Over the past few years, I became something like a Facebook addict. I checked the site several times a day, and often wasted upwards of an hour on the site. I posted something and then logged off, only to return ten minutes later and log back in to see if I had received a response. Often, my Facebook interactions were the only interactions I had with anyone other than my husband during the day. I posted funny things, provocative things, and, yes, sometimes I posted about how depressed I was. I almost always went back and deleted the depression posts, but part of me wasn’t embarrassed to post them. I sometimes got down on myself for having no job, for having a less-than-perfect marriage (AKA the sort of marriage most people actually have), for being overweight, and for being less than well-published. At the same time that I wanted the positive validation of my Facebook friends, I often could not handle the criticism and brazen rudeness of many commenters. I found myself getting in fights with people who wanted to start drama. I made a few over-sharing mistakes about chronic pain and depression.
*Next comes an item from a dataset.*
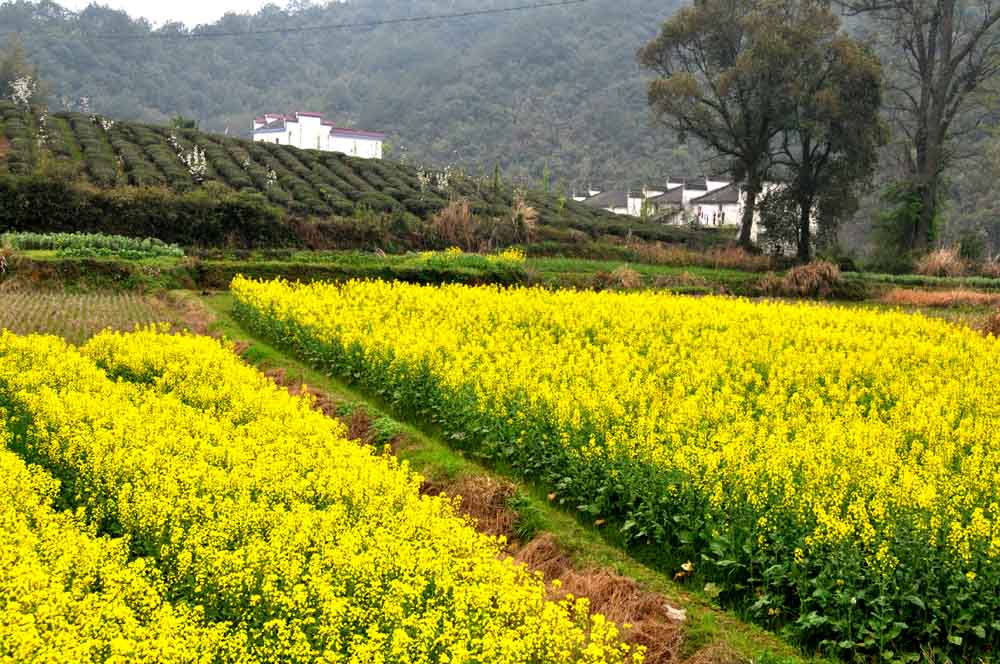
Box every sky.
[59,0,284,27]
And then Sandy Hook happened.

Toxic Atmosphere of Facebook Towards People with Depression

After the Sandy Hook shootings, my feed was suddenly full of even more postcard memes, even more partisan opinion pieces, and, sadly, a lot more negativity towards people with depression or other mood disorders and the mentally ill.

There had already been plenty of “depressed-people-just-need-to-smile-and-perk-up” (mental-health shaming) type garbage floating around on Facebook before Sandy Hook, much of it in the form of picture postcards: phrases like “if you are depressed, you live in the past and if you are anxious you live in the future, so live in the present!” were typed over photos of waves on the seashore (um, so, if I have depression and anxiety, I’m just traveling through time Doctor Who style day in and day out?). It was either that or, “choose your thoughts, and you won’t be depressed anymore!” in front of sunflowers or unicorns or something. Gee, who knew it was that easy?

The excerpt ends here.